LLVM is the compiler (backend). The compiler used is Clang, which resides within the llvm directory. (LLVM is the name of the component of Clang that does the actual code generation, aka backend.)

Previously, the NDK used GCC as compiler. With GCC, each target architecture (arm, aarch64, x86 etc) had a separate copy of GCC built with that individual target configured. Clang/LLVM on the other hand can target any configured architecture with one single compiler executable. So with Clang, you’ll save a bit of diskspace, avoiding to have many separate compiler executables. That’s why there’s only one copy of the llvm directory tree.

In NDK r17, you have both GCC and Clang compilers available; Clang is used by default but GCC is still available for projects that haven’t been able to migrate to using Clang yet. In newer NDK versions, the old GCC is removed.

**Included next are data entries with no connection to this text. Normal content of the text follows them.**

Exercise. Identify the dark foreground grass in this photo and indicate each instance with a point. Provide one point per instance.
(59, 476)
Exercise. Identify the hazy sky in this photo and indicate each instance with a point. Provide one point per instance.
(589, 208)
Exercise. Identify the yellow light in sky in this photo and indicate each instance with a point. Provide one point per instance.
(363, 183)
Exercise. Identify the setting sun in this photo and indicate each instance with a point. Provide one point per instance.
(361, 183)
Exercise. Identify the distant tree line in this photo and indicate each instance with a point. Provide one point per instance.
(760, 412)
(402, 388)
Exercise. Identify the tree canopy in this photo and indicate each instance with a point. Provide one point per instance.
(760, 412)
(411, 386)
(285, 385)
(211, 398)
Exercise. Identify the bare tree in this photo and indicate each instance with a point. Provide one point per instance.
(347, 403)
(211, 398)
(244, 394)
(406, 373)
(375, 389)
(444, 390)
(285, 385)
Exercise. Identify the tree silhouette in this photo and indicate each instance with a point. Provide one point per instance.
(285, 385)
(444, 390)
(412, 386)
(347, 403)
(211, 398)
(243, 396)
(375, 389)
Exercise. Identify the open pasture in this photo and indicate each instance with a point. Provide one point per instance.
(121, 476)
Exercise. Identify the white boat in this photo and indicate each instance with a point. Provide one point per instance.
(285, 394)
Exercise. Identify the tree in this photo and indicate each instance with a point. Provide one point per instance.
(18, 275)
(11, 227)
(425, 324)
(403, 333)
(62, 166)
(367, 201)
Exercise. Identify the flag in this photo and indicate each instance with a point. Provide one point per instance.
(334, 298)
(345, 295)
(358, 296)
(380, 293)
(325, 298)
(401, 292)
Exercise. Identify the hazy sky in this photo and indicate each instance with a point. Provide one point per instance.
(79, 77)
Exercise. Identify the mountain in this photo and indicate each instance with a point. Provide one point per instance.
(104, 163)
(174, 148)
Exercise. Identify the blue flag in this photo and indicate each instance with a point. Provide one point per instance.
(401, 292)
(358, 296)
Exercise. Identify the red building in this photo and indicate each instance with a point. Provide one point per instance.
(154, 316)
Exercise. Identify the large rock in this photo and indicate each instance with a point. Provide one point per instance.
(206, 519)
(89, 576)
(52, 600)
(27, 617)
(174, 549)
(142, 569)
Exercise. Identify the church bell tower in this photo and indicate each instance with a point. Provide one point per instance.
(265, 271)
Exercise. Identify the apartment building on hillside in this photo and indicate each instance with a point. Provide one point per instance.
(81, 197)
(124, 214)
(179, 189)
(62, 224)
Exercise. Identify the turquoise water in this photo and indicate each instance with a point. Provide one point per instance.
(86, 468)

In the newer NDK versions, even if GCC is removed, the architecture specific directories like aarch64-linux-android-4.9 are still kept around, as the GNU binutils (minor tools used by the build process) are still used, and those also come in one copy per architecture (even though they technically might work across architectures).

And as for why building for e.g. arm also mentions x86_64; when you are running Clang or GCC, you are running an executable for your build computer which runs x86_64, hence the prebuilt/linux-x86_64 part of the paths.